The Democrats also said they were surprised that Bush's talk made no mention of the new Medicare drug benefit or the problems some beneficiaries have experienced since it began Jan. 1.

"This is month two. What's going to happen this month to the people?" said Sen. Debbie Stabenow, D-Mich. Reid added that "ignoring the problem won't make it go away. We need to fix Medicare and we can do it now."

Hubbard said there were "a number" of things the president did not mention in his speech, adding that "an enormous amount of progress" had been made in smoothing out difficulties and that the benefit was working well. "A million prescriptions are being filled every day, and 50,000 new Americans are signing up for Part D every day," he said.

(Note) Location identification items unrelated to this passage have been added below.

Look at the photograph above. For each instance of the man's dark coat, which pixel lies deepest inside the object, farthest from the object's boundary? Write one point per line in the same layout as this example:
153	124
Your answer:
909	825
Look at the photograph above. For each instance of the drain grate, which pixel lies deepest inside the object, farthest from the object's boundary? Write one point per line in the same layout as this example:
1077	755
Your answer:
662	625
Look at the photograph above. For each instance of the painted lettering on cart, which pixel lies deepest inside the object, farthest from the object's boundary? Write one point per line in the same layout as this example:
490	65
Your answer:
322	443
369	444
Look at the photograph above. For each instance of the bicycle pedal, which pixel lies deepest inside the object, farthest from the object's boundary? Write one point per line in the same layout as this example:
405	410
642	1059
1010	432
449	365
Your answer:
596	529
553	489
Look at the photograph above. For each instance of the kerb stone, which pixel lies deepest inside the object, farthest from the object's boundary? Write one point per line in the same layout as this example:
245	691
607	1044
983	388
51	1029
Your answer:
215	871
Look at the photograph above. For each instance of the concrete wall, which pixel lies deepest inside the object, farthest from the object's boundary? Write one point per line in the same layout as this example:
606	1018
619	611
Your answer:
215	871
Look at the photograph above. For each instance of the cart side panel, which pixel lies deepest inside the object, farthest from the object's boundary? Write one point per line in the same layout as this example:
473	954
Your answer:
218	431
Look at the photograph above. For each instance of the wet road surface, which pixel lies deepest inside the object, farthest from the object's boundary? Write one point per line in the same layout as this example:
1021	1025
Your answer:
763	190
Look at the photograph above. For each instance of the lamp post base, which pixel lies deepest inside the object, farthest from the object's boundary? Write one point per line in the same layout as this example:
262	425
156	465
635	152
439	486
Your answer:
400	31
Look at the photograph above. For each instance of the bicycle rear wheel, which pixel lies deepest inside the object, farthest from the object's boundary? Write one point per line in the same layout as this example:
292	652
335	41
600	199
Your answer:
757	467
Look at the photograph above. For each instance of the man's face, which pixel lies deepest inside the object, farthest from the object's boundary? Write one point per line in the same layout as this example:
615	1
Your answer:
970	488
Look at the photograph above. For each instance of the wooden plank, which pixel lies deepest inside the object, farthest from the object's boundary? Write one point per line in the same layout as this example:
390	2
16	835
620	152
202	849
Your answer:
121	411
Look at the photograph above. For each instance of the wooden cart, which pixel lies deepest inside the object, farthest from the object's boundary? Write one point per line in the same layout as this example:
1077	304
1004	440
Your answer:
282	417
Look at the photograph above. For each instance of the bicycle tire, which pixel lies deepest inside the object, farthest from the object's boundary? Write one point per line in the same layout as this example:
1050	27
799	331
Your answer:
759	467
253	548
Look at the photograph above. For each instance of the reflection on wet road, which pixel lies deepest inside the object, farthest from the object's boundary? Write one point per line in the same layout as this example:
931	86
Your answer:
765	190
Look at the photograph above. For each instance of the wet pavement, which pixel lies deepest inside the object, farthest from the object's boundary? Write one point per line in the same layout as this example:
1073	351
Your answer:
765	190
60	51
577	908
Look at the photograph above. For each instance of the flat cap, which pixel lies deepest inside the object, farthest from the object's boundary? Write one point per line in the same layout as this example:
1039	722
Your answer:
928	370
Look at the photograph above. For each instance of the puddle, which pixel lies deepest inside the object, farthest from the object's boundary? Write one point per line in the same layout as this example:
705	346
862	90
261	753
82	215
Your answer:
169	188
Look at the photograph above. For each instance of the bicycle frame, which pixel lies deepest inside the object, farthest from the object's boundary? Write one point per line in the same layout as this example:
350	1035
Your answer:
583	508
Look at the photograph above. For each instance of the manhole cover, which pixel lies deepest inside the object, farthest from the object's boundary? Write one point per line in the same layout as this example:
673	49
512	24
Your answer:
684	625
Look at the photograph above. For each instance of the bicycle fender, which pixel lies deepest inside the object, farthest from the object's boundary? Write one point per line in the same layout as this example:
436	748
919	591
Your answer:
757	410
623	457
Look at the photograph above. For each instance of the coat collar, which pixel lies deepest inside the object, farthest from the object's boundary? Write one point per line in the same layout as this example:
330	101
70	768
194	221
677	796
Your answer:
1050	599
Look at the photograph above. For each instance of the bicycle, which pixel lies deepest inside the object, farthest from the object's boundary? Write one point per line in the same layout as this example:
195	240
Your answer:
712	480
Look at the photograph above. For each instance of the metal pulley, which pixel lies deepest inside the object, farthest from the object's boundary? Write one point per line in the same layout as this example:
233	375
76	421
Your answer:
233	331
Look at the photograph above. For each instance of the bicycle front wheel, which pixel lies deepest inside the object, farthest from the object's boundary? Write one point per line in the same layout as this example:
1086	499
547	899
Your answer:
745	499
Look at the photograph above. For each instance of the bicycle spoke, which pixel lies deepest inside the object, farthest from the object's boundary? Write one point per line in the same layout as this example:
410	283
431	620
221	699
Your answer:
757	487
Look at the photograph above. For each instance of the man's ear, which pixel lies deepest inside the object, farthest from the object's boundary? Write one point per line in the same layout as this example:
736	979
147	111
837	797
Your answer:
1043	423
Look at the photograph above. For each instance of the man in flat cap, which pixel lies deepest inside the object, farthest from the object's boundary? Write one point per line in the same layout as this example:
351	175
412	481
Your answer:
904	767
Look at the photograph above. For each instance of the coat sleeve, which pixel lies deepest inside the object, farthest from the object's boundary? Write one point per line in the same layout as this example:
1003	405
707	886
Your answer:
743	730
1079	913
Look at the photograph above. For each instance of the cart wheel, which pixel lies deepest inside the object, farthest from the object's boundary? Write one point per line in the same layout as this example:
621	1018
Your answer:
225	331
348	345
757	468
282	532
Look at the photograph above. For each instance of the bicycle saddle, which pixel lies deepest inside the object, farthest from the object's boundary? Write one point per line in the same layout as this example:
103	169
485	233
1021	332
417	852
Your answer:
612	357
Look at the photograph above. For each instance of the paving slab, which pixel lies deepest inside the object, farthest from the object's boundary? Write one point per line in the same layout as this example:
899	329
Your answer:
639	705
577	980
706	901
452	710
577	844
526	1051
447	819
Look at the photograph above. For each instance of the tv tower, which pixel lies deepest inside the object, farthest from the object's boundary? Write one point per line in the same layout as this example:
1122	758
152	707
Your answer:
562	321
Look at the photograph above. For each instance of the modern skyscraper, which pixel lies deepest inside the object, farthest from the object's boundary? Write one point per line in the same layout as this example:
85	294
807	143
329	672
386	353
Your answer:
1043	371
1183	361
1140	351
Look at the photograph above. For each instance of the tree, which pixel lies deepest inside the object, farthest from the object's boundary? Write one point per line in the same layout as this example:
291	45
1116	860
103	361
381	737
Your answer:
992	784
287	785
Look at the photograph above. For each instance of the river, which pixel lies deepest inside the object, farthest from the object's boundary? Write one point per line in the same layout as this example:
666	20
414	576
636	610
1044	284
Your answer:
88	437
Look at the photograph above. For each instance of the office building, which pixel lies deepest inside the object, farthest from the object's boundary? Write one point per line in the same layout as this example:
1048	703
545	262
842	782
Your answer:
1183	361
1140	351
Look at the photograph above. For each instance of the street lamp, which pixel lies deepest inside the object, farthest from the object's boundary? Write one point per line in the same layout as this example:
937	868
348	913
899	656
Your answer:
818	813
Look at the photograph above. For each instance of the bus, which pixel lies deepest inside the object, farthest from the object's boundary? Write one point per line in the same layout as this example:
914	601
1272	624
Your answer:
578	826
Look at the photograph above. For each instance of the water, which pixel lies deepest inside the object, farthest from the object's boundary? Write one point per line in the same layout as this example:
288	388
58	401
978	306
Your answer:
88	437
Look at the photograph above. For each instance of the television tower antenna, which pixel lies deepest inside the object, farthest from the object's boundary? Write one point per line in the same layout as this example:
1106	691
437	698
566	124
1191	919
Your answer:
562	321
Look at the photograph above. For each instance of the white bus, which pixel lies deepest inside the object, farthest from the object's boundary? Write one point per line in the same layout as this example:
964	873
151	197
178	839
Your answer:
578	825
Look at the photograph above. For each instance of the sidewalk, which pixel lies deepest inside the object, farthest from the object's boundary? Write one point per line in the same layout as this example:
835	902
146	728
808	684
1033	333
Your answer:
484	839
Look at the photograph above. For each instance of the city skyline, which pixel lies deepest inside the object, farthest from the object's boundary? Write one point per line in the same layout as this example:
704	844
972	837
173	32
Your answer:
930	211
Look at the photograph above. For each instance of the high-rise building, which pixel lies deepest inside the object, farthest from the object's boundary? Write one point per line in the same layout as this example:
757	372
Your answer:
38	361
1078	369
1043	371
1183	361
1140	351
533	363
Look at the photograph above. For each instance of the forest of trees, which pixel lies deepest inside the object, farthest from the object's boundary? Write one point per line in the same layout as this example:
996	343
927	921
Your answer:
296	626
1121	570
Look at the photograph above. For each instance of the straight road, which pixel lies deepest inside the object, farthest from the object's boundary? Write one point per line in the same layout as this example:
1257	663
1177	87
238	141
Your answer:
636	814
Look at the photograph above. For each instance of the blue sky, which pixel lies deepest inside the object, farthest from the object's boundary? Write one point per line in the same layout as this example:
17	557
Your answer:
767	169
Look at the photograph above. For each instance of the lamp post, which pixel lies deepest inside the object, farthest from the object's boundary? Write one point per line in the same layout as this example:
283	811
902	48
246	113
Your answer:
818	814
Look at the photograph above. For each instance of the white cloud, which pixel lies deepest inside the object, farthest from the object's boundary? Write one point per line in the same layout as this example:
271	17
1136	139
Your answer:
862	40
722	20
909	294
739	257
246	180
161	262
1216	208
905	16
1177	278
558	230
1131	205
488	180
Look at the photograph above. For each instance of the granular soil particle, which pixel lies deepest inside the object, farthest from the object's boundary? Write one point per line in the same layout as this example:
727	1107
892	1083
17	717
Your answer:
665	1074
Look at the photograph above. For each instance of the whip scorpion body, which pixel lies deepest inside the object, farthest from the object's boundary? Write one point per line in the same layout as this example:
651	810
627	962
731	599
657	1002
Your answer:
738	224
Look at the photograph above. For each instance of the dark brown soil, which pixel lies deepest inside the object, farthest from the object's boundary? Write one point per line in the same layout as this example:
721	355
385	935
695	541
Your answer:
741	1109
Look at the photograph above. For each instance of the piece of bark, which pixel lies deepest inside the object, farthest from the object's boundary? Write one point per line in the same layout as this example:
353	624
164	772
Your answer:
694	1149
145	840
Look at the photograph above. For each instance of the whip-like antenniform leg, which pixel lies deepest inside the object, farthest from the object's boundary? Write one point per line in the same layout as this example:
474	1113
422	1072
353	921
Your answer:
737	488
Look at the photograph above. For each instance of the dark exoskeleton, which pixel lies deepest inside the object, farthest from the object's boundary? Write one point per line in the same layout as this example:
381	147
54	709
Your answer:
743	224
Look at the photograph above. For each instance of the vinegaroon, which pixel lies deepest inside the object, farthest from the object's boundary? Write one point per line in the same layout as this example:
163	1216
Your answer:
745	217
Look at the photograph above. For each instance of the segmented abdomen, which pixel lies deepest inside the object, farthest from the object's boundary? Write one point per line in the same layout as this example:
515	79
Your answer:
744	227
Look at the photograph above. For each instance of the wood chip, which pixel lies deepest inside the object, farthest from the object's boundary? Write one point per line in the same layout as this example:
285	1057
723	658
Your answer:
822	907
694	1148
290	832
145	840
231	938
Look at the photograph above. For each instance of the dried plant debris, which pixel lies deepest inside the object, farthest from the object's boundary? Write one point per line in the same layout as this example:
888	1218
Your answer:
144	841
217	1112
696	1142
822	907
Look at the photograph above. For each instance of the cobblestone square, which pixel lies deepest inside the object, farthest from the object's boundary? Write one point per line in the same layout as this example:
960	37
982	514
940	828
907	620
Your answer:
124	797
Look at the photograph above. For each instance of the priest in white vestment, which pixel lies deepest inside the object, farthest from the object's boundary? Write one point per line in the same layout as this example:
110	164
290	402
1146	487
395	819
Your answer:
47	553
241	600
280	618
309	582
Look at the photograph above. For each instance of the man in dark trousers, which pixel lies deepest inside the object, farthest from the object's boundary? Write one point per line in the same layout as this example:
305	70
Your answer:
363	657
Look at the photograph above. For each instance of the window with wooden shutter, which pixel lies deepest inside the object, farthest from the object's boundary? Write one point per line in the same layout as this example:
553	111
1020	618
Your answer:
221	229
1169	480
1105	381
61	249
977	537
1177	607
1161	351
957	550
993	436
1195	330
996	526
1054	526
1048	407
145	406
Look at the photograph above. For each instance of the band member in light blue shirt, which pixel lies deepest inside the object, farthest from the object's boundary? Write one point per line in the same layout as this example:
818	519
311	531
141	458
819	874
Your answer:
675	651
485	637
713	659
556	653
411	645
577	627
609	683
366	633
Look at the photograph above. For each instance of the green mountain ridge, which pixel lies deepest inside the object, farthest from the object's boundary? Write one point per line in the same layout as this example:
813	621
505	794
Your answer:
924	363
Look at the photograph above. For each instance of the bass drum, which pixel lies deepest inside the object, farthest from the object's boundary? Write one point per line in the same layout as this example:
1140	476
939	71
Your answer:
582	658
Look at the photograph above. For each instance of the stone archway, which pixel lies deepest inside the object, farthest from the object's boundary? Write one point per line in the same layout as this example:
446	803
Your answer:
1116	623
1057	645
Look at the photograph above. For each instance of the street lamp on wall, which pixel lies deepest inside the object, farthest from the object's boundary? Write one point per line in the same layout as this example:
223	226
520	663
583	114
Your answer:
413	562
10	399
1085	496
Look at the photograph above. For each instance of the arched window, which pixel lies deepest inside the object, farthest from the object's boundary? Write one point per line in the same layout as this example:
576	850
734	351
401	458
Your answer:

In addition to expanding HSAs to improve coverage, Hubbard said Bush plans to focus on ways to give consumers more information about the price of health care to help patients more carefully spend their health care dollars.

"This wasn't mentioned last night, but the president is going in the next couple of weeks to start taking about the importance of providers making information available to their customers ... about both quality and price, so people can become good consumers," Hubbard said in a conference call with reporters.